Suppose $f(z_0) = 0$ and $f(z) \ne 0$ when $z \ne z_0$. Observe that $f$ is continuous but not necessarily holomorphic in any open subset of $A$.
We define a sequence of functions $g_n: A \rightarrow \mathbb{C} $ given by $g_n(z) = |f_n(z)|^{1/n}$. With a limiting function being $g$.
What can we say - if anything - about the indeterminate $g(z_0)$.
My initial thoughts:
I thought $g(z) = 1 {z \in A, z \ne z_0}$ should be constant and therefore holomorphic and bounded in open punctured disk around $z_0$ and therefore we should be able to define $g(z_0) =1$ by Riemann’s Removable Singularity Theorem.
Then I wondered what would be the difference if we have $g_n(z) = f_n(z)^{1/\log(n)}$, $g_n(z) = f_n(z)^{1/\sqrt{n}}$, $g_n(z) = f_n(z)^{1/n^2}$, etc.

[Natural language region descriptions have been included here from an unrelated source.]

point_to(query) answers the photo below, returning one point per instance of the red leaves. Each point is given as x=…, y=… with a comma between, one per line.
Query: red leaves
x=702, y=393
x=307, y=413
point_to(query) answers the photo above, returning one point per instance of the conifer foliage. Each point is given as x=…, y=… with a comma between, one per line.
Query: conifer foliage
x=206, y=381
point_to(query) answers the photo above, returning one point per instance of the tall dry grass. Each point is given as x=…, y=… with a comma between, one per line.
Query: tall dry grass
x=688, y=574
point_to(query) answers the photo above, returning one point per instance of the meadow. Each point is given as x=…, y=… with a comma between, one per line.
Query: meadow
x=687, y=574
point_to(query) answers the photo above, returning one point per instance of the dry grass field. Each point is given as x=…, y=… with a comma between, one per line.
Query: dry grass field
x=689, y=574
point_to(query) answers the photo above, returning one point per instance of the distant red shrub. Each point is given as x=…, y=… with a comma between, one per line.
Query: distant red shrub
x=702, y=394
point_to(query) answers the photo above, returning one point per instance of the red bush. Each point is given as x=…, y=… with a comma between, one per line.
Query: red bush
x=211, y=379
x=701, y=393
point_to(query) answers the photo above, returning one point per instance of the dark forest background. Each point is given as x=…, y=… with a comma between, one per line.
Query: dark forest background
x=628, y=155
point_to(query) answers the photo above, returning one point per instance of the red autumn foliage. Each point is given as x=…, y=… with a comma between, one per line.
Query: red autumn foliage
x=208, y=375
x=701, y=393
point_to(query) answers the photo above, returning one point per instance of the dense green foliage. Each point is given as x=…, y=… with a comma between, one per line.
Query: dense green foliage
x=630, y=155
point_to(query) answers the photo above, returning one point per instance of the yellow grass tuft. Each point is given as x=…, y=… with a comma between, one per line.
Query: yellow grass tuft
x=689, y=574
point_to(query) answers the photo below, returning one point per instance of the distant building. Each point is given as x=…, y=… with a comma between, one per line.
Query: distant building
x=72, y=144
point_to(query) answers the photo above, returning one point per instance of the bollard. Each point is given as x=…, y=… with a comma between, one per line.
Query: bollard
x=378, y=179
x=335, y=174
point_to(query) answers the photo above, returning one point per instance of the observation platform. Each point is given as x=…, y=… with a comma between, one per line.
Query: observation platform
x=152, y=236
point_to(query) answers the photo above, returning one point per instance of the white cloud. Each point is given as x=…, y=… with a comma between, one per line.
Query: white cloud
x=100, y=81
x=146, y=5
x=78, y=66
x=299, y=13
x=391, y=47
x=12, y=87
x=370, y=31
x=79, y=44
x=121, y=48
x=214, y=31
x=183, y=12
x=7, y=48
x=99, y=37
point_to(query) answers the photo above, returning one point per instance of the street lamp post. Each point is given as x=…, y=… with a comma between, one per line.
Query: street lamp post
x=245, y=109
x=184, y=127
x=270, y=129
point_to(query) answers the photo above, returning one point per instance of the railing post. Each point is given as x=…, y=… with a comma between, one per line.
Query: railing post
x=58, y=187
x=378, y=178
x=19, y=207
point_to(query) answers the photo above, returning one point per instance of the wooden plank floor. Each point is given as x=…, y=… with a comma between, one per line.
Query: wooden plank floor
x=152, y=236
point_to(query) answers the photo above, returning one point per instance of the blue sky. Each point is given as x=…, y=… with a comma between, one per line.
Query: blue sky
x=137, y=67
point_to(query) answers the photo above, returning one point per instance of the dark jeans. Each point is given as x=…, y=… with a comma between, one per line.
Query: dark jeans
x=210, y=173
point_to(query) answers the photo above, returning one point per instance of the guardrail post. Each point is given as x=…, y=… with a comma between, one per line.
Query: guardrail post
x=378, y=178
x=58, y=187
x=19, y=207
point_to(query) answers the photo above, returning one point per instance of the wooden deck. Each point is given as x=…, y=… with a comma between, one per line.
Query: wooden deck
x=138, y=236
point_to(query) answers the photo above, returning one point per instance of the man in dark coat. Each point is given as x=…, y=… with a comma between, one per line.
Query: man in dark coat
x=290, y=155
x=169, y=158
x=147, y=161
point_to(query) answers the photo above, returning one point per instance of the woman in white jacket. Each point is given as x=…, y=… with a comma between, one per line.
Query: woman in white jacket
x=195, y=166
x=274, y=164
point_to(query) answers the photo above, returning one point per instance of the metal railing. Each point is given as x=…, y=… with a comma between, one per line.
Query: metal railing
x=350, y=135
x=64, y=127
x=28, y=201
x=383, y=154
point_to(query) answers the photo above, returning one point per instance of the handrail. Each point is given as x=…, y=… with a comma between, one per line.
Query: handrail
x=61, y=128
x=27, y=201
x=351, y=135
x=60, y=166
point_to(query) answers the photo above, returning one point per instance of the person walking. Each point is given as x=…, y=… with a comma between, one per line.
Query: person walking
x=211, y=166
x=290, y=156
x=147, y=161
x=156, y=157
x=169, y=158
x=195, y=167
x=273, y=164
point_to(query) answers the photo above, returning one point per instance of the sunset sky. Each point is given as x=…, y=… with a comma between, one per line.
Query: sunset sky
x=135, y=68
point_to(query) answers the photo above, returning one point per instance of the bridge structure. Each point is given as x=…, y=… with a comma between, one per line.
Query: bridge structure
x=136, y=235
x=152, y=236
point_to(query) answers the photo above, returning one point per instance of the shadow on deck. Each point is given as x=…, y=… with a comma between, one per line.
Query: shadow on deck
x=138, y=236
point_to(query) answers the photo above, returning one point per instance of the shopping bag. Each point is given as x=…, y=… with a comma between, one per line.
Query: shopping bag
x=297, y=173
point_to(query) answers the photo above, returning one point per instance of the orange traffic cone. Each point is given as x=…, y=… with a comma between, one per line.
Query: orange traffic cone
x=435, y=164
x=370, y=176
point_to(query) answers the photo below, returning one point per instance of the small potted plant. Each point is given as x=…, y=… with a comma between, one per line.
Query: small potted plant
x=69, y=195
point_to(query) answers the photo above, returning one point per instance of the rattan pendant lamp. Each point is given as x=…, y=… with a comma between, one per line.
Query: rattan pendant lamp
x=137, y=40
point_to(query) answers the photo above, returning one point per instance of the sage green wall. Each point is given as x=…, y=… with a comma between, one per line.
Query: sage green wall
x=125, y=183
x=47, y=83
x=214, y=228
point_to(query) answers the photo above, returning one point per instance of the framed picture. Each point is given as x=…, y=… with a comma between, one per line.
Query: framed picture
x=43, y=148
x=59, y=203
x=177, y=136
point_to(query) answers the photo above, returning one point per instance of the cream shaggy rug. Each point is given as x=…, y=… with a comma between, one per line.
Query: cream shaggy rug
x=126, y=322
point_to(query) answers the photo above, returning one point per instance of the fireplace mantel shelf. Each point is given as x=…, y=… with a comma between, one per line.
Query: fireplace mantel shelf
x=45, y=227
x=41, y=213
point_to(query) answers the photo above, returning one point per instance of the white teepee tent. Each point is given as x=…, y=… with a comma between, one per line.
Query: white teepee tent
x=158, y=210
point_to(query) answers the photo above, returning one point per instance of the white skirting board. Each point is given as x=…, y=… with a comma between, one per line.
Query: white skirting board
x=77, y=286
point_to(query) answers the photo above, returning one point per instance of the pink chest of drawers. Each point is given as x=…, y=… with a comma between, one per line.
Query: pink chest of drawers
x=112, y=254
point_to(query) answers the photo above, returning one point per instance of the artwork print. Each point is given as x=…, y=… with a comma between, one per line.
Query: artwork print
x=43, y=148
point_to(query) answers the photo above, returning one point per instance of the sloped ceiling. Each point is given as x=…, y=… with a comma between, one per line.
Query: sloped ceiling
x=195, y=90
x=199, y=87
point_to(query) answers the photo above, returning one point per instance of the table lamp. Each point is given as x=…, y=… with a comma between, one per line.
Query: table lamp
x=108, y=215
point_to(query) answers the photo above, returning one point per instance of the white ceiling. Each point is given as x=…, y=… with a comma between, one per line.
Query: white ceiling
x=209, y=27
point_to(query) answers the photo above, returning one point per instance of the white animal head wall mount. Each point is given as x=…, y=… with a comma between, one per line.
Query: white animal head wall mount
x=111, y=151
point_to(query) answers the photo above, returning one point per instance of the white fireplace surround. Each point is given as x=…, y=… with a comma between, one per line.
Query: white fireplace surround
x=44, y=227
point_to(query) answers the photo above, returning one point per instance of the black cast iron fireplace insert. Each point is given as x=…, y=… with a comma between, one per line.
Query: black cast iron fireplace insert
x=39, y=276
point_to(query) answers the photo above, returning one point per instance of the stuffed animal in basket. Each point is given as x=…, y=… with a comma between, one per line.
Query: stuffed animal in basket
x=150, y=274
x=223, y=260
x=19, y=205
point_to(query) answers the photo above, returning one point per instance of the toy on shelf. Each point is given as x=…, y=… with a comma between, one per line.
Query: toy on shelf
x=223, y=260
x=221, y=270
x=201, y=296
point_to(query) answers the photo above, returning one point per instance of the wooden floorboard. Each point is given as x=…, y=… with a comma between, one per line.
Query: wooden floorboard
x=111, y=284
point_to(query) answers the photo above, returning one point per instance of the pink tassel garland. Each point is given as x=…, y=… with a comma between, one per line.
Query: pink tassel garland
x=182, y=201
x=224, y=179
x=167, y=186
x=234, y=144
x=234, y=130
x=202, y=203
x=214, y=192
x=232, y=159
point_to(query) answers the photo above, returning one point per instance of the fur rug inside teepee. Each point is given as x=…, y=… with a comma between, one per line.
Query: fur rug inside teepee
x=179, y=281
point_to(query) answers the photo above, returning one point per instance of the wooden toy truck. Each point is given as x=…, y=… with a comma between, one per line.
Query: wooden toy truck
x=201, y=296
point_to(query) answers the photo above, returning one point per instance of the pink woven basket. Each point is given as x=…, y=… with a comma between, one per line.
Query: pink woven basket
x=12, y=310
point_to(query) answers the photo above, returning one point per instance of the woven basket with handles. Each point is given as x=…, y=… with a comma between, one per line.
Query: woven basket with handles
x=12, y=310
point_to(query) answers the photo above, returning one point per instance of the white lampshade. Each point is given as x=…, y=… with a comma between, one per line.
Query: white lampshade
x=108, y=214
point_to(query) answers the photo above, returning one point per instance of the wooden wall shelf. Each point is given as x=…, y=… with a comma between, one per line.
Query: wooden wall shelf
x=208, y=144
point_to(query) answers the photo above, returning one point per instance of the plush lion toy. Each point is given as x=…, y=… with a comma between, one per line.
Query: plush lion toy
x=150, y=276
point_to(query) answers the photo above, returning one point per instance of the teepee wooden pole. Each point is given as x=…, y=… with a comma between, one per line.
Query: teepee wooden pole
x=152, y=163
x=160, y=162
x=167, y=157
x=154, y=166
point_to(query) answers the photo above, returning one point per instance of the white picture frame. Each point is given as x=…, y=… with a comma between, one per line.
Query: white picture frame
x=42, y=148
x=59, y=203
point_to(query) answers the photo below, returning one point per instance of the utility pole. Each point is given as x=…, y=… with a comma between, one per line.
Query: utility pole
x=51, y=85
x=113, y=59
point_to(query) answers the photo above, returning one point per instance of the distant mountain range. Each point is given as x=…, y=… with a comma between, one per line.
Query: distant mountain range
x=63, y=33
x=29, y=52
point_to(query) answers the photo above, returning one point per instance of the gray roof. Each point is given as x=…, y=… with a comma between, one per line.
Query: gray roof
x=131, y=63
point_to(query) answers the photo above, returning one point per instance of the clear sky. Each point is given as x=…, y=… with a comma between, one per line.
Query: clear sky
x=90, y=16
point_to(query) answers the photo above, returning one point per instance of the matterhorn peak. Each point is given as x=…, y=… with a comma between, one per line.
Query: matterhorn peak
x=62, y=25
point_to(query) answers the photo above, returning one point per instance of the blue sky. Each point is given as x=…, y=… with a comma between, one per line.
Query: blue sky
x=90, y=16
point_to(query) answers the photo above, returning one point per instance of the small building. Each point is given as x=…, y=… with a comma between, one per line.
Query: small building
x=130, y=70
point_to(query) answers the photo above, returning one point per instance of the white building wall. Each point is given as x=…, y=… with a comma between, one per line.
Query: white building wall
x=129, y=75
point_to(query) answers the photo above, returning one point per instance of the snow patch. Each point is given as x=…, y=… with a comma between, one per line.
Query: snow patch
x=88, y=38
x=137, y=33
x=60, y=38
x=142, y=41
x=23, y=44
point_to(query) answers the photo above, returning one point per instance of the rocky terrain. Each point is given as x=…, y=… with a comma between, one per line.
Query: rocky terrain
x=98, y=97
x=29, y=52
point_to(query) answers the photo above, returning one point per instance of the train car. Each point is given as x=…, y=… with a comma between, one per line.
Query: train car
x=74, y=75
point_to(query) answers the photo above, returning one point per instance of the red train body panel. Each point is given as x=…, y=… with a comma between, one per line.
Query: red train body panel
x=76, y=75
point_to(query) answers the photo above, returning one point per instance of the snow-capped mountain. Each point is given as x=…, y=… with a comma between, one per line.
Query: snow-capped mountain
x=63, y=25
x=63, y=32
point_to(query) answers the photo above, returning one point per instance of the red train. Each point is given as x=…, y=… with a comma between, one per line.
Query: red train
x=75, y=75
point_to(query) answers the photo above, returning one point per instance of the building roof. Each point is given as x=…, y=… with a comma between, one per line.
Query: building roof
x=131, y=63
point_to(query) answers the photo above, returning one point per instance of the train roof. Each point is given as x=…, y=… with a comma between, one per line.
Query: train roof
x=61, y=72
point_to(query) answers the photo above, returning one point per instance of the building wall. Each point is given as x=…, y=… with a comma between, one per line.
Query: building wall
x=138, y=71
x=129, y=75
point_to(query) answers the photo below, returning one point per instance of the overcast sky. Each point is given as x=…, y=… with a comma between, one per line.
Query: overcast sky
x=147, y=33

Is there a theorem that addresses this already?
Thanks in advance.
Suppose $\{a_n\}, \{b_n\}$ are sequences of real numbers with $a_n \to a$ and $b_n \to 0$ as $n \to 0$. Further suppose that all $a_n > 0$ and $a > 0$. Then
$$\lim_n a_n^{b_n} = 1$$
Because $a > 0$, there exists $N$ such that for $n \ge N, |a_n - a| < a/2$. Let $$0 < m < \min\left\{\frac a2, \frac 2{3a}, a_n, \frac 1{a_n}\mid n < N\right\}$$ and $$M > \max\left\{\frac {3a}2, \frac 2a, a_n, \frac 1{a_n}\mid n < N\right\}$$
Then we have that $m < a_n < M$ and also $m < 1/a_n < M$ for all $n$. Therefore $$m^{|b_n|} < a_n^{b_n} < M^{|b_n|}$$
But because $b_n \to 0$, so does $|b_n|$ and therefore by continuity of the exponential function, $$\lim_n m^{|b_n|} = \lim_n M^{|b_n|} = 1$$
By the squeeze theorem, $a_n^{b_n} \to 1$ also.
The condition $a_n > 0$ can be dropped, provided $b_n \ge 0$ or one doesn't mind a finite number of undefined values in the sequence $a_n^{b_n}$ (finite because $a > 0$ means that eventually $a_n > 0$). However, the condition $a > 0$ is required.
So your conditions about $f_n$ converging uniformly and compactness of the domain - or even the domain being in $\Bbb C$ do not matter. By simple pointwise convergence, if $g_n = f_n^{b_n}$, then $g(z) = 1$ for all $z$ with $f(z) > 0$.